In this blog post OpenAI’s $110B Raise and the New Vendor Lock In Reality for 2026 we will walk through what this funding news really changes for your 2026 budget decisions, and how to get the upside of AI without waking up locked into one vendor, one cloud, and one set of commercial terms.

If you’re responsible for IT, security, or product delivery, you’ve probably felt it already: AI has gone from a few experiments to something your CEO expects to “just work” across the business.
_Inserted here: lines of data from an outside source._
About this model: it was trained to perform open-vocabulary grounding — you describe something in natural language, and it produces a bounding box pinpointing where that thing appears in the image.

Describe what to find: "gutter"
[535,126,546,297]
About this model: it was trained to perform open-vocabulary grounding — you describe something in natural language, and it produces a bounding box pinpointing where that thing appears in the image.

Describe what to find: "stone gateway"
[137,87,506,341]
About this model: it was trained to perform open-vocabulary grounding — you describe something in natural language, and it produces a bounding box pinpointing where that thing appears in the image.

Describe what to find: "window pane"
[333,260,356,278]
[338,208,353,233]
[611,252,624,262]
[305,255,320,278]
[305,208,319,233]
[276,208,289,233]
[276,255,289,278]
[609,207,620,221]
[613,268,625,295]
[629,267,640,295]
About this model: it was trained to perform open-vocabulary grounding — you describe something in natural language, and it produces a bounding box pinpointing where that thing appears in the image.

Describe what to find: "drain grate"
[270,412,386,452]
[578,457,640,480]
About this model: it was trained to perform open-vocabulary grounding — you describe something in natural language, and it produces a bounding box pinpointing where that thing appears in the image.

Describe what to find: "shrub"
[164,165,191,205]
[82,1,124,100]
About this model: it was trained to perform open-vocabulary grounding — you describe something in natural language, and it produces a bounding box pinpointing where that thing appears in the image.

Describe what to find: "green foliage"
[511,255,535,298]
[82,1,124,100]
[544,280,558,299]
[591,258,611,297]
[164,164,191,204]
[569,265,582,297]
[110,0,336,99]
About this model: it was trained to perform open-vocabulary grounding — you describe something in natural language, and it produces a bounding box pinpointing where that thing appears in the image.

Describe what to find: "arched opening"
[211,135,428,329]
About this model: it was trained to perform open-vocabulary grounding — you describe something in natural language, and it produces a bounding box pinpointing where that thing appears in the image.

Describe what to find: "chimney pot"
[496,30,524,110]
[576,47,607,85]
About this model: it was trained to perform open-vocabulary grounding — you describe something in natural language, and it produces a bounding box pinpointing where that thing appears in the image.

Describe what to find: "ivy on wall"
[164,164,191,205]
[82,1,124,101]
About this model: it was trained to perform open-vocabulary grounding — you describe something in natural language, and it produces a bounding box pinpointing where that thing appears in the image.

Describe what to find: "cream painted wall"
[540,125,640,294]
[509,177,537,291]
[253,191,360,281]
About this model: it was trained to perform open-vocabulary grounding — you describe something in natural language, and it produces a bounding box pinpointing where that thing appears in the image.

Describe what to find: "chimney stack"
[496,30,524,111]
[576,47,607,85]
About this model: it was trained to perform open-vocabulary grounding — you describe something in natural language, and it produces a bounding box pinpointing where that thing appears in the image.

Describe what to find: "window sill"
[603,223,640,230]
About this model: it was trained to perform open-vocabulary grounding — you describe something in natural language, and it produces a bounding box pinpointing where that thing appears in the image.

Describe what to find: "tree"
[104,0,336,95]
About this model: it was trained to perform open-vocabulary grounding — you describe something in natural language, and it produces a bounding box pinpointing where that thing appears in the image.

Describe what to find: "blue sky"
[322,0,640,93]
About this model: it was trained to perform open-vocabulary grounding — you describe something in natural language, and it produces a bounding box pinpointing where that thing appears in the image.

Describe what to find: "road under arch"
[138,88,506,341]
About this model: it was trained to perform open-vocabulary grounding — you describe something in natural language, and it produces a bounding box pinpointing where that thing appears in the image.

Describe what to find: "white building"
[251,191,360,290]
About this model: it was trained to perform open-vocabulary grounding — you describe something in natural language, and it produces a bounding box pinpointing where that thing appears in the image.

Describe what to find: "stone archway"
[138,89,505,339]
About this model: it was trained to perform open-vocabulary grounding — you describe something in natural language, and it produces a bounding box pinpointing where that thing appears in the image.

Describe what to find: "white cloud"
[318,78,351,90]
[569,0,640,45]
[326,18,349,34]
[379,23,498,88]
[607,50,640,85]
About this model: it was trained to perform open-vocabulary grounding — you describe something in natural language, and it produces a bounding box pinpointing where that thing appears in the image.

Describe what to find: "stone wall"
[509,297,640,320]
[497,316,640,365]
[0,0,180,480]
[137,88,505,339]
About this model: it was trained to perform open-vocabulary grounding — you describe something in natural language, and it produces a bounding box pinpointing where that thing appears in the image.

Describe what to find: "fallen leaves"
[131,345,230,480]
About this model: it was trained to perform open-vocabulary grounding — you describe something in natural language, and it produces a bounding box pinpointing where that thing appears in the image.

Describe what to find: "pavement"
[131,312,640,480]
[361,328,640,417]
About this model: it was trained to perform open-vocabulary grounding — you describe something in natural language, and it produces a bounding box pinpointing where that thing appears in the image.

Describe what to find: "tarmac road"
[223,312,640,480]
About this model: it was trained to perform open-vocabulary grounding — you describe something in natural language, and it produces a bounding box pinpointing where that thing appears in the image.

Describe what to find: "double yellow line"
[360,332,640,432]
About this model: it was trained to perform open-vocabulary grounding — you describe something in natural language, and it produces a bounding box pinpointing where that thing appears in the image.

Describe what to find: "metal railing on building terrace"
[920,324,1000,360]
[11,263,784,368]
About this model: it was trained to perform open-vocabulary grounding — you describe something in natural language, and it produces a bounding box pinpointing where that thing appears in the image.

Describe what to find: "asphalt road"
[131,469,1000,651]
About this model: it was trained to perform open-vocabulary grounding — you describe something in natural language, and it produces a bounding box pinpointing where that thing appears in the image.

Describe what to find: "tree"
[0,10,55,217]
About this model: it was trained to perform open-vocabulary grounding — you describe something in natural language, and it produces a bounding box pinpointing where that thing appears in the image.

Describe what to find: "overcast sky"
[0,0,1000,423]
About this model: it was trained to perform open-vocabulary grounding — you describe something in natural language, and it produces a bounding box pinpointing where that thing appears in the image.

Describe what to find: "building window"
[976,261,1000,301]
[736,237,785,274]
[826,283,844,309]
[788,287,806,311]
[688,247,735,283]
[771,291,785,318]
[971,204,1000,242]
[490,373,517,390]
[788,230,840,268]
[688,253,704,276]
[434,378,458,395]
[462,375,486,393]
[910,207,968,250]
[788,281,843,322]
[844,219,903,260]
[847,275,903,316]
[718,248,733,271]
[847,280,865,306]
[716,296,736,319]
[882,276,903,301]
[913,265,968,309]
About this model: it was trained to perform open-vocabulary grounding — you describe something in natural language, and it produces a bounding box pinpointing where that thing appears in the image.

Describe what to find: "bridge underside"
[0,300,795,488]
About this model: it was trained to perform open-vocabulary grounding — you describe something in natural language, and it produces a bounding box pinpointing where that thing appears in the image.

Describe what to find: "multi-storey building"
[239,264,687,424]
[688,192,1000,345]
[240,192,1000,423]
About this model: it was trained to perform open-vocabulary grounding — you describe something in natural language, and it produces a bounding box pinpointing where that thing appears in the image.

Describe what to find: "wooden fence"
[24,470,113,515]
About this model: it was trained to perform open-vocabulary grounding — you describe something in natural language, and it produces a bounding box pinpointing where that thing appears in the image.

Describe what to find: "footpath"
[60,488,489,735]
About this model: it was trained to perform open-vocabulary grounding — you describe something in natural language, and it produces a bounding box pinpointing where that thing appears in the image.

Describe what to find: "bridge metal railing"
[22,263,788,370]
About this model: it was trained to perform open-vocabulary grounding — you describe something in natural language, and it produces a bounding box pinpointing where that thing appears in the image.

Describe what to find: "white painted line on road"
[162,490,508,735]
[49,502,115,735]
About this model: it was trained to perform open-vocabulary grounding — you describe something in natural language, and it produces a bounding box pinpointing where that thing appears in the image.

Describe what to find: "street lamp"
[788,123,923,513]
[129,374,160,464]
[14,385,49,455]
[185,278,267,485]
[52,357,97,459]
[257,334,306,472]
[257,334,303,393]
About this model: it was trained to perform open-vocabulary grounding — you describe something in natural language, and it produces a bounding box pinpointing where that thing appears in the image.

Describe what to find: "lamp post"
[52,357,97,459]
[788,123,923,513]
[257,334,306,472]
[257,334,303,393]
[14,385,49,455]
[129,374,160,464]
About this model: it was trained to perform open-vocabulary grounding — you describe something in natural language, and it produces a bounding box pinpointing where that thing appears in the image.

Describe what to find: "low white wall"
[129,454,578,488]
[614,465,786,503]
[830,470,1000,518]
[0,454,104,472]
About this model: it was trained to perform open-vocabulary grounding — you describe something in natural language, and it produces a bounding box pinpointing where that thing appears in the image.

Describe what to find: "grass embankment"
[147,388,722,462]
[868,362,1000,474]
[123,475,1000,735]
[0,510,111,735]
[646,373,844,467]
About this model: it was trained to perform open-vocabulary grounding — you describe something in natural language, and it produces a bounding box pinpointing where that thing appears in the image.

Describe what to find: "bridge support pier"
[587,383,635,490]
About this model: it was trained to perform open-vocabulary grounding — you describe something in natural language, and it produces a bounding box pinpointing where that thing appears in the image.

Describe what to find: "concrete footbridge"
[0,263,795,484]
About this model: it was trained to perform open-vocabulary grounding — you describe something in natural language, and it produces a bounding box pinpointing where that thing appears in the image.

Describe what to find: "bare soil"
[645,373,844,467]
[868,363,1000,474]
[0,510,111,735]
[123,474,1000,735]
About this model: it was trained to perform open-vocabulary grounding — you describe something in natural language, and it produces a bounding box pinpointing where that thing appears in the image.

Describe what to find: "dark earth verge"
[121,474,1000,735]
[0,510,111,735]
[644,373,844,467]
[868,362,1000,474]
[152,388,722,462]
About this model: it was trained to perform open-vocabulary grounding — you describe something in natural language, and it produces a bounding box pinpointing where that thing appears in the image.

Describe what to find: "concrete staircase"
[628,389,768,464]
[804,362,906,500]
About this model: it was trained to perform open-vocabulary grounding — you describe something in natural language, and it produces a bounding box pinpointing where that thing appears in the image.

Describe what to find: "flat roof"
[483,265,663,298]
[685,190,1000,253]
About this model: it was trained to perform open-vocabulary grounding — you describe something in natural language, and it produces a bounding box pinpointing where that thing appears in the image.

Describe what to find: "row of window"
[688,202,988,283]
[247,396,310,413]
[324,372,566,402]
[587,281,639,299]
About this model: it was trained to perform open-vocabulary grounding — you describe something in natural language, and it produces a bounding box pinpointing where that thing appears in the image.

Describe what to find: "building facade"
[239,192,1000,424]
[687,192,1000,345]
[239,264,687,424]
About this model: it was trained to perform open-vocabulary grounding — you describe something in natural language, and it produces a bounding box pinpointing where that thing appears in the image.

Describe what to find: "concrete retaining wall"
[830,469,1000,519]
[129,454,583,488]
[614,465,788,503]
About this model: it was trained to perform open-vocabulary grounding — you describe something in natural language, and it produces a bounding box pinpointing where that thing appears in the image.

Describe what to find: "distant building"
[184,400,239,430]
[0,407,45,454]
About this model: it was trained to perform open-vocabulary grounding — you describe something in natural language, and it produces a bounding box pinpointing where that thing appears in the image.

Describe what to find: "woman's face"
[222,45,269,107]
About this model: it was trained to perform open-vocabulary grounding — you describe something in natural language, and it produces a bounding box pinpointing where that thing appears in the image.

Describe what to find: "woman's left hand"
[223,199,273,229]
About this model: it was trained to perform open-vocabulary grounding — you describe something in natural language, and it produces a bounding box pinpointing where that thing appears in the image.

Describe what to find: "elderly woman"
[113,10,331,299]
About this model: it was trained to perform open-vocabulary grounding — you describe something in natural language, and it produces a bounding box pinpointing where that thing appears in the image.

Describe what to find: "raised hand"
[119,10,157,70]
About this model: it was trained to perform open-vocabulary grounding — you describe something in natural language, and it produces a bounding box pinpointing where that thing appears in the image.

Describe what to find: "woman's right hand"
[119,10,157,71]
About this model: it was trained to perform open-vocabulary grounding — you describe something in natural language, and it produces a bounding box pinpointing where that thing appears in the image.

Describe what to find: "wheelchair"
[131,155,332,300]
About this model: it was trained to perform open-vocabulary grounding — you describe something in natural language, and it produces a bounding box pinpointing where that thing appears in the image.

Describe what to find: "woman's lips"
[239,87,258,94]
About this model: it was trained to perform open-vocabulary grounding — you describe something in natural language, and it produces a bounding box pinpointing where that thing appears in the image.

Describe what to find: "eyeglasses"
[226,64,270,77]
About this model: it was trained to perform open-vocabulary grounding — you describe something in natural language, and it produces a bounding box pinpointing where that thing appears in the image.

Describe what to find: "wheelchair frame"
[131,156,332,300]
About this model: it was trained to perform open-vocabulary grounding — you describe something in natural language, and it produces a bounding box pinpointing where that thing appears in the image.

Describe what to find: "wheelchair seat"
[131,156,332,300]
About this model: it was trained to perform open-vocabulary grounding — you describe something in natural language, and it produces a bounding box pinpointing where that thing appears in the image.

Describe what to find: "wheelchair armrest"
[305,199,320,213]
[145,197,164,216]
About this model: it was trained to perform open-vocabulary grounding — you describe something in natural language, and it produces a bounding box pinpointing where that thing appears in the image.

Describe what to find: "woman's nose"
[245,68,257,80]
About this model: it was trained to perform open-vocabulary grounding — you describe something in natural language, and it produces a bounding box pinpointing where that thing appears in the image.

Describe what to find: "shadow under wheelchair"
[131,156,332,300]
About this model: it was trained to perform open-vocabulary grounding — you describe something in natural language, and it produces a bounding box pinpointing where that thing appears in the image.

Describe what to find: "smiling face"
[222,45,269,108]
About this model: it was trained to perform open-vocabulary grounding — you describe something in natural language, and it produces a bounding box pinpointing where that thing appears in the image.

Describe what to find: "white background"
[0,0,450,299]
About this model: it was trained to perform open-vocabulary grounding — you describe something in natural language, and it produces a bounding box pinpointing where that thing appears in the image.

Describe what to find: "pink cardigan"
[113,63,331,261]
And once the business depends on it, switching becomes painful.

That’s why OpenAI’s $110B raise matters. It’s not just a headline. It’s a signal that the next phase of AI will be about scale, distribution, and platforms—and that reshapes how you should think about vendor lock-in in 2026.

A high-level view of what’s changing

When a major AI provider raises that much capital, they’re not only buying more servers. They’re buying time, talent, exclusive partnerships, and market gravity.

For mid-market organisations (50–500 staff), this shows up in plain business terms:

  • More AI features bundled into tools you already pay for (Microsoft 365, security suites, customer platforms).
  • More “sticky” architectures where your data, prompts, automations, and approvals end up tied to one ecosystem.
  • More pressure on budgets as AI usage grows from “a few power users” to “everyone, every day.”

In other words: the question for 2026 is less “Should we use AI?” and more “How do we use AI safely without trapping ourselves?”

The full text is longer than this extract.